Laredo adults are the second-least physically active in the U.S. Only last-ranked Brownsville reports lower exercise participation rates. Residents in cities near the bottom for physical activity tend to live far from parks, trails, and recreation centers, or find those facilities too costly or inconvenient to use regularly. Residents who face long distances or high costs use those facilities less, and participation drops as a result. Laredo's green space rank of 149th confirms that outdoor recreational infrastructure is thin relative to the city's size and population. Residents seeking walkable routes or accessible trails encounter fewer options than people in most other large U.S. cities.
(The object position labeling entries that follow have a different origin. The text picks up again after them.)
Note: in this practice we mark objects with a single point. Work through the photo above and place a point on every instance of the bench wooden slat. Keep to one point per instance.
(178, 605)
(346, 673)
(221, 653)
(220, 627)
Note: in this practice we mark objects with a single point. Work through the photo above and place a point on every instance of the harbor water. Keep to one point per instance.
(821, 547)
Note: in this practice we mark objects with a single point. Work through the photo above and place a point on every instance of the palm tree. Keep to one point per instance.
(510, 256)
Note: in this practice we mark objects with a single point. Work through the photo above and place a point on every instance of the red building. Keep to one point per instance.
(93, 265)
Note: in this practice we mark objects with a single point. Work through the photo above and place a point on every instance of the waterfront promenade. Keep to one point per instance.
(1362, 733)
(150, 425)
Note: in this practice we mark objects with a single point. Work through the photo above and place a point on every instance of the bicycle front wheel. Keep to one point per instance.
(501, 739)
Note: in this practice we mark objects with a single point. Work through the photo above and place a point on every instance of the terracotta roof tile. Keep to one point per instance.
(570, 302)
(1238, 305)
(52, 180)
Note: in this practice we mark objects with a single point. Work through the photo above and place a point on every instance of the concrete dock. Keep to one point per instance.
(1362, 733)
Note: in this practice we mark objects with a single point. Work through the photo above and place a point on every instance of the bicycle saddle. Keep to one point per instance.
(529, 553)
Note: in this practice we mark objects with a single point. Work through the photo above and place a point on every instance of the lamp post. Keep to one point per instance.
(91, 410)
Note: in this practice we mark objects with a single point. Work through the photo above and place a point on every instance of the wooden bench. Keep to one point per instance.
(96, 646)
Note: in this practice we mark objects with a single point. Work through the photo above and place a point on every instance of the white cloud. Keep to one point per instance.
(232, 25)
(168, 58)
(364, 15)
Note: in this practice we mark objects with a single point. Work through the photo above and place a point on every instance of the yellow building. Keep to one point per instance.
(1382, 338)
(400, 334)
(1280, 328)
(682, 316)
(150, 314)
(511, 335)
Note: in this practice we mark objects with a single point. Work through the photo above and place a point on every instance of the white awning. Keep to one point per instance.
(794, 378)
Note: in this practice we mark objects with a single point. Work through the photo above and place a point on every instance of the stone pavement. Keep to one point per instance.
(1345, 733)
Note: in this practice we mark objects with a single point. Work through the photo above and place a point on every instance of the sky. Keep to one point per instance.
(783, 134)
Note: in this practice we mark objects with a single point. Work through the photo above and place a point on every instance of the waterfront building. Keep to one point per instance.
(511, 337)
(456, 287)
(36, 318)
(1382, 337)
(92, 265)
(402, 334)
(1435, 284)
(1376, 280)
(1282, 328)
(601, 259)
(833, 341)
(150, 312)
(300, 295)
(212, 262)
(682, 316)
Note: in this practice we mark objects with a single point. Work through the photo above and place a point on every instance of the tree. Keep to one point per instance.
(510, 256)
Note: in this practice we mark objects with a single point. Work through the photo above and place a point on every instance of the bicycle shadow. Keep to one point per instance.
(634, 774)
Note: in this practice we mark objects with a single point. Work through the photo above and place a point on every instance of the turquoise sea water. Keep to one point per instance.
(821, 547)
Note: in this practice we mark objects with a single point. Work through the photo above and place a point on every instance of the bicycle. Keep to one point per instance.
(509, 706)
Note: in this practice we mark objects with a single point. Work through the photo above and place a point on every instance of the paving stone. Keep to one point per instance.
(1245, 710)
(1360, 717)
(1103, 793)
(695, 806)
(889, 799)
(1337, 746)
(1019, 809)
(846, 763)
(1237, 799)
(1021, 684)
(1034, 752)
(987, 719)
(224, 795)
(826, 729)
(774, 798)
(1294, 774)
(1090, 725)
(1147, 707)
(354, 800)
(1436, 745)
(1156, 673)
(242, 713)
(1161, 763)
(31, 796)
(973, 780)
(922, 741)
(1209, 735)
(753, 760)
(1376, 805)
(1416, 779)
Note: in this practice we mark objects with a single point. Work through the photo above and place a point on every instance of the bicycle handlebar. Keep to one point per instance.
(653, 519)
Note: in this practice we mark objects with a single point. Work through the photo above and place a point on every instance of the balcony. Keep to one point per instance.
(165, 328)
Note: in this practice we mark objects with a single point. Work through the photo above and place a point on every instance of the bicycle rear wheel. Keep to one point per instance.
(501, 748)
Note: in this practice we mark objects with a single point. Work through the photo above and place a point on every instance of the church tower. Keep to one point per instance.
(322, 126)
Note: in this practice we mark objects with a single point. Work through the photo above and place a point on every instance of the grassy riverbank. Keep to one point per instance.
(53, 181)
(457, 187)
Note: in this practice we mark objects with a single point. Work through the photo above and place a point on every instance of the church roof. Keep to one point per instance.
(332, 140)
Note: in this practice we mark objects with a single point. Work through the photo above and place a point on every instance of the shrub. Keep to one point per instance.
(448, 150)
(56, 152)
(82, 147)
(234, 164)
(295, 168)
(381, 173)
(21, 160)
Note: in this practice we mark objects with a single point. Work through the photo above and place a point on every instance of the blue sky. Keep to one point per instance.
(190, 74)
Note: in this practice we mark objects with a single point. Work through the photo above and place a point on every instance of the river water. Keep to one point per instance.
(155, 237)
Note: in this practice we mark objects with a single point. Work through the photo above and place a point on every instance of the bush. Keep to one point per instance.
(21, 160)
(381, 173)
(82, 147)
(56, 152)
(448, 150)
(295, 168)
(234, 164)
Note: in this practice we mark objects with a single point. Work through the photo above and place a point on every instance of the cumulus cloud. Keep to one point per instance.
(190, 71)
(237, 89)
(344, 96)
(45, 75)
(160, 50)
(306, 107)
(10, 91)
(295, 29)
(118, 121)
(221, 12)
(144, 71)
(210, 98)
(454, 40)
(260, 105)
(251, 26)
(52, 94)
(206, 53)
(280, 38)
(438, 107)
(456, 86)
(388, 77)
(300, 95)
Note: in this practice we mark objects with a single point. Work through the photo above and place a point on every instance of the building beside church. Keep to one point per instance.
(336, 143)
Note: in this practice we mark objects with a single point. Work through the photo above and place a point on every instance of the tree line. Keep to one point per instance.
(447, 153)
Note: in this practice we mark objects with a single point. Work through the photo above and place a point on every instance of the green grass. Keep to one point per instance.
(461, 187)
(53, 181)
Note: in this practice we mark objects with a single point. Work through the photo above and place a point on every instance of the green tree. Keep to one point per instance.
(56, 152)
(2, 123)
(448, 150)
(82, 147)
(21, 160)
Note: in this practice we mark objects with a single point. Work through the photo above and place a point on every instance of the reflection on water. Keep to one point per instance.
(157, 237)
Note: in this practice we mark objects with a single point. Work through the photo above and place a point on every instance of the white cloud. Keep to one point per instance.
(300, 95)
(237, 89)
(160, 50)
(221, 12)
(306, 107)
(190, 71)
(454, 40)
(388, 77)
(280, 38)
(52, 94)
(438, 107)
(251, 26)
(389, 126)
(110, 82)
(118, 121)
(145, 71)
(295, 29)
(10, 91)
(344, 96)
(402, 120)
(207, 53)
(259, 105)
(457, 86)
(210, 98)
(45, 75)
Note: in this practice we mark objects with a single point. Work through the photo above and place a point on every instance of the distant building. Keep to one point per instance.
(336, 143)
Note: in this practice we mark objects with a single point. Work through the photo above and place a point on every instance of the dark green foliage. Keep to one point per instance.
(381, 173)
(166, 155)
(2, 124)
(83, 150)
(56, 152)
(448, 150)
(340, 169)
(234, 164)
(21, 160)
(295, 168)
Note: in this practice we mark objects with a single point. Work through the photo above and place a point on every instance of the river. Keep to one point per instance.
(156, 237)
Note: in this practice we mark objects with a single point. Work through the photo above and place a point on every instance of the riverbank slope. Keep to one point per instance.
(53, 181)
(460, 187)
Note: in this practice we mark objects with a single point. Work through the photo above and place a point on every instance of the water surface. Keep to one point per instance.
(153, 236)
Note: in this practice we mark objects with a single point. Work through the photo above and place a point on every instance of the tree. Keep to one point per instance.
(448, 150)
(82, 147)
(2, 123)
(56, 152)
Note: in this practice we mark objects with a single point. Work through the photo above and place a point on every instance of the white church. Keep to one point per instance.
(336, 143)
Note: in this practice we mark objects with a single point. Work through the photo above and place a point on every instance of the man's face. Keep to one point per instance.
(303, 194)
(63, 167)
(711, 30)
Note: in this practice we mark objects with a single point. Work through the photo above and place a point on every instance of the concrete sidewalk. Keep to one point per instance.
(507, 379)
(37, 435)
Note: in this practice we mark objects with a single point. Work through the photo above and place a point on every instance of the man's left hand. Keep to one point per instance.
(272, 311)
They face a compounding set of disadvantages: low physical activity, scarce nutrition professionals, limited healthy restaurant options, and poor mental health counselor access all work against sustained wellness. People who fall short in one area find it harder to compensate in another. A resident with no nearby healthy restaurant and no access to a dietitian faces obstacles that no single improvement would resolve. Laredo's scores suggest those obstacles are widespread across the city's population, not concentrated in particular neighborhoods.